Reputation: 103
I'm trying to calculate confidence intervals of proportions using the R survey package function svyciprop with the "likelihood" method.
Here's some sample code:
df <- data.frame(id = c(1, 1, 1, 2, 2, 2), var = c("a", "b", "a", "b", "a", "b"))
survey_design <- svydesign(id = ~id, data = df)
svyciprop(~I(var == "a"), survey_design, method = "likelihood")
This generates the error message:
Error in seq.int(xmin, xmax, length.out = n) : 'from' must be finite
I can find nothing in the package documentation that explains how to get this to work.
Many thanks!
Upvotes: 2
Views: 1078
Reputation: 251
The error is fixed in version 3.31-4. However, the interval is still reported as
> svyciprop(~I(var == "a"), survey_design, method = "likelihood",level=0.95)
2.5% 97.5%
I(var == "a") 0.5 0.0 NA
As Anthony indicates, the problem is that the true confidence interval goes from nearly 0 to nearly 1.
Upvotes: 2
Reputation: 61
The problem in this example is that the denominator degrees of freedom are too small. The code in the survey package ends up calling MASS::confint.glm
to get the interval, but the interval half-width is about 10 (compared to, say, 1.96 for iid sampling and large samples). That means a nominal one-sided tail probability of 1.6e-25 has to be given to MASS::confint.glm
. Unfortunately, MASS::confint.glm
wants this in the form 1-1.6e-25, which is 1 up to machine precision.
You can specify the denominator degrees of freedom using the df
argument: with these data you get a result down to df=2
.
> svyciprop(~I(var == "a"), survey_design, method = "like",df=5)
2.5% 97.5%
I(var == "a") 0.500 0.117 0.88
> svyciprop(~I(var == "a"), survey_design, method = "like",df=4)
2.5% 97.5%
I(var == "a") 0.5000 0.0993 0.9
> svyciprop(~I(var == "a"), survey_design, method = "like",df=3)
2.5% 97.5%
I(var == "a") 0.5000 0.0696 0.93
> svyciprop(~I(var == "a"), survey_design, method = "like",df=2)
2.5% 97.5%
I(var == "a") 0.5000 0.0216 0.98
> svyciprop(~I(var == "a"), survey_design, method = "like",df=1)

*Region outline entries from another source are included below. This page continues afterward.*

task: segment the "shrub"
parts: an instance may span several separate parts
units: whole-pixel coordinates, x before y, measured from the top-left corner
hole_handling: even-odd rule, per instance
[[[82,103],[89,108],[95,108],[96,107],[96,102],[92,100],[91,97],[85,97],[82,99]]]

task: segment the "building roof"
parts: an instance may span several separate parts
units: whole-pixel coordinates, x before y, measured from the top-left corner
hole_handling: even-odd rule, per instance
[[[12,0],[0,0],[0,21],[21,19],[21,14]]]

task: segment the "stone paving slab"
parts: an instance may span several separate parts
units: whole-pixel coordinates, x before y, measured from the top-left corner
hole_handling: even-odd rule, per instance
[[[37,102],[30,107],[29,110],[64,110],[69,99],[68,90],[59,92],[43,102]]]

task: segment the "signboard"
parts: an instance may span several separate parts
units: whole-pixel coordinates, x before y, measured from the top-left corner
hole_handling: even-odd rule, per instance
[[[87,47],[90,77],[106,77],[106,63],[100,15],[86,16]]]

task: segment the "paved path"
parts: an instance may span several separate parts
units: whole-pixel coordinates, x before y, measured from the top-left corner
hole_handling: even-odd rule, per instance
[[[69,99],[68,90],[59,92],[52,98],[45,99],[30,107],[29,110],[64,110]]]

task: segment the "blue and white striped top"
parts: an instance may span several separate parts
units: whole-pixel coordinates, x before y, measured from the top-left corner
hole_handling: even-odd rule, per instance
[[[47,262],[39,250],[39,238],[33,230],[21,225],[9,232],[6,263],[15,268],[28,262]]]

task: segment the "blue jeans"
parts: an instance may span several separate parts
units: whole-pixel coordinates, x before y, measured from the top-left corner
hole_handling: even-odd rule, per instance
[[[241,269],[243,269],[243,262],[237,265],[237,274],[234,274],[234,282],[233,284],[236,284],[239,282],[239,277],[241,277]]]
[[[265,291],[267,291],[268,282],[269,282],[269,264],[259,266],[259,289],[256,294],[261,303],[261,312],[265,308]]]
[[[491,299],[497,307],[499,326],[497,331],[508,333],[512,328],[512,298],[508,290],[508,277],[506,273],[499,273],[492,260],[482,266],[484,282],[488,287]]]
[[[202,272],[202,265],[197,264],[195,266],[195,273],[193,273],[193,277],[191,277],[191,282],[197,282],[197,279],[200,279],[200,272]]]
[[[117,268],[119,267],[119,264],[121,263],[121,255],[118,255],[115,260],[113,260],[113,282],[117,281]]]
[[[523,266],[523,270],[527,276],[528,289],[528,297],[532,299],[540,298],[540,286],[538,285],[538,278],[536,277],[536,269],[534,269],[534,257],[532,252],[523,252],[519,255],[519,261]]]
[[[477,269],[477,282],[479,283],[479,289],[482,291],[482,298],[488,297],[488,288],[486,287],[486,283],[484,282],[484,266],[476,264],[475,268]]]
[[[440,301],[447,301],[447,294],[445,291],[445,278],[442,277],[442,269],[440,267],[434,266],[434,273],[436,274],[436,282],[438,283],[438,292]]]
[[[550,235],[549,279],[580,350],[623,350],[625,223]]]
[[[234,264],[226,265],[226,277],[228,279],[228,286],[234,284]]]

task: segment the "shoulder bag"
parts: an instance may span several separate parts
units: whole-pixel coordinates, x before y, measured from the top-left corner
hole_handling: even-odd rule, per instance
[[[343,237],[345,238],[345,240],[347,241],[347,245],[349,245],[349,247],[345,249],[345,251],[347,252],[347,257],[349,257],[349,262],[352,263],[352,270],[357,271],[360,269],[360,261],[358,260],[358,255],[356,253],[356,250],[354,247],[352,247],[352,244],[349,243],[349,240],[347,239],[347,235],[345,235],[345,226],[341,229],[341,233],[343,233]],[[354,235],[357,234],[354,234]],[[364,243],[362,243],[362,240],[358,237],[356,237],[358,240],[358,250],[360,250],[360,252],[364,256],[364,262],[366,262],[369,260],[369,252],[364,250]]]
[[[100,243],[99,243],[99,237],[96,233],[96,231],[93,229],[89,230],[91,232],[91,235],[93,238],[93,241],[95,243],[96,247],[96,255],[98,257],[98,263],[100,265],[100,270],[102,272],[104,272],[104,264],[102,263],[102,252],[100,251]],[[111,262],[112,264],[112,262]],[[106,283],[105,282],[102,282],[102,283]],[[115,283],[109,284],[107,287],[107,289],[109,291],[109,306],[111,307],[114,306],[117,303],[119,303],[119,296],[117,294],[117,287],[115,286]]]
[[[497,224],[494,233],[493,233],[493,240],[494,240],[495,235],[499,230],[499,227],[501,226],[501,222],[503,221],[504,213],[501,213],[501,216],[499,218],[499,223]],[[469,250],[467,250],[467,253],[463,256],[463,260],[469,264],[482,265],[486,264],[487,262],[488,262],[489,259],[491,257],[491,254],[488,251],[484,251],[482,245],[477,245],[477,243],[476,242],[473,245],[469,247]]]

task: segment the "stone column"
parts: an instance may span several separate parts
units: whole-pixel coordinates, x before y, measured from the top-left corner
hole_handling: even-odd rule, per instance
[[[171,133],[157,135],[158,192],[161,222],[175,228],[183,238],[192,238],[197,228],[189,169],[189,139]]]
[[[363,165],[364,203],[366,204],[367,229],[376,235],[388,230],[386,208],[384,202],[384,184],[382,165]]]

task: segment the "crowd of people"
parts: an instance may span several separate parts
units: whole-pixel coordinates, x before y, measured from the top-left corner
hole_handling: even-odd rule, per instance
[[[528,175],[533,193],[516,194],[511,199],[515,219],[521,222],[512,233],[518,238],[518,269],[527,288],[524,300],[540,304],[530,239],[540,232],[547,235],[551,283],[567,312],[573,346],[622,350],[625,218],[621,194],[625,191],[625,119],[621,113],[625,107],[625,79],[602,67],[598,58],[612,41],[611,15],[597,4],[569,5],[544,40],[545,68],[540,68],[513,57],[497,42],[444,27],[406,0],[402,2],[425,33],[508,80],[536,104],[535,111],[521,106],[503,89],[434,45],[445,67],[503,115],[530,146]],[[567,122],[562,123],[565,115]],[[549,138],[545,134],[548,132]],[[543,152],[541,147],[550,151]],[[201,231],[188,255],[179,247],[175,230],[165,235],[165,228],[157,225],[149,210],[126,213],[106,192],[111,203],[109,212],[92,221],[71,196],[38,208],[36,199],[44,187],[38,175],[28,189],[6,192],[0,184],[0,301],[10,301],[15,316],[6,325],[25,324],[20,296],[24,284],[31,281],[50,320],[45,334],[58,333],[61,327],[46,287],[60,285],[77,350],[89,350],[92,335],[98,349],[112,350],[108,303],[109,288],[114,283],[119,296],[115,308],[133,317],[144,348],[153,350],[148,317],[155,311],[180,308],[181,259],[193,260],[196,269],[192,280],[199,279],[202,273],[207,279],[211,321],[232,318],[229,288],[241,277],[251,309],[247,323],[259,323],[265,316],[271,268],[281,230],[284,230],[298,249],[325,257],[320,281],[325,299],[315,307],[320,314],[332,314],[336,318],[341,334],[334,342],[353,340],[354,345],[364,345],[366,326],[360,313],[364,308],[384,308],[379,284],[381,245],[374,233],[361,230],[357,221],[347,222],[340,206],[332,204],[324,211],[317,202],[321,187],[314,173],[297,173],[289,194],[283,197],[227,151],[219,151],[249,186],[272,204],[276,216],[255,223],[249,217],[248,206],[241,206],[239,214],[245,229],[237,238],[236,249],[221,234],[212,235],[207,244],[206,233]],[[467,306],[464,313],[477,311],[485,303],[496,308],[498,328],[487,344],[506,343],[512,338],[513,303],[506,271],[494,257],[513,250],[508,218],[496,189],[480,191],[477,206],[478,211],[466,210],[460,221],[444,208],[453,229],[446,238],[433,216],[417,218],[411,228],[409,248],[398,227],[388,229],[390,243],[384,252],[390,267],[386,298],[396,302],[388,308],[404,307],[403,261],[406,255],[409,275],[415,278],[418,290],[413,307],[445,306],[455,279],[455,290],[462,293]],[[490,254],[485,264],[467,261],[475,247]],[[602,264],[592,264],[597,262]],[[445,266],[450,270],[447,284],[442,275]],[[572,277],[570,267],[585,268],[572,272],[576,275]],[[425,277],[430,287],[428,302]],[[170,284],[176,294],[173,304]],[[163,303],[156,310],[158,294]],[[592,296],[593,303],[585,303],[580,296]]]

Error in seq.int(xmin, xmax, length.out = n) : 'from' must be finite
It's pretty clear that the confidence interval will stretch from nearly 0 to nearly 1
Upvotes: 3
Reputation: 6124
the documentation for svyciprop
is found by typing ?svyciprop
or by googling svyciprop
but the documentation won't cover something as specific as your error.
since all R code is available for users to read, you can debug the function that you are using. debug survey:::svyciprop
which leads you to survey:::confint.svyglm
which leads you to MASS:::confint.glm
which leads you to MASS:::confint.profile.glm
and so on. the internet has lots of explanations of how to use the debug
function in R. there are a lot of moving parts here
you're getting some Inf
values from the glm objects deep in this calculation that's causing it to break. it's probably related to your example data set being a bit too perfect (and unrealistic). ;)
if i throw out a single observation from your df
then it works.
library(survey)
df <- data.frame(id = c(1, 1, 2, 2, 2), var = c("a", "b", "b", "a", "b"))
survey_design <- svydesign(id = ~id, data = df)
svyciprop(~I(var == "a"), survey_design, method = "likelihood")
the example data sets found at the bottom of ?svyciprop
also work.
your particular issue is that the confidence interval you're requesting is impossible.
# watch how the confidence interval tends toward zero and one as you widen it.
svyciprop(~I(var == "a"), survey_design, method = "likelihood",level=0.8)
svyciprop(~I(var == "a"), survey_design, method = "likelihood",level=0.9)
svyciprop(~I(var == "a"), survey_design, method = "likelihood",level=0.93)
svyciprop(~I(var == "a"), survey_design, method = "likelihood",level=0.95) # this is the default
Upvotes: 1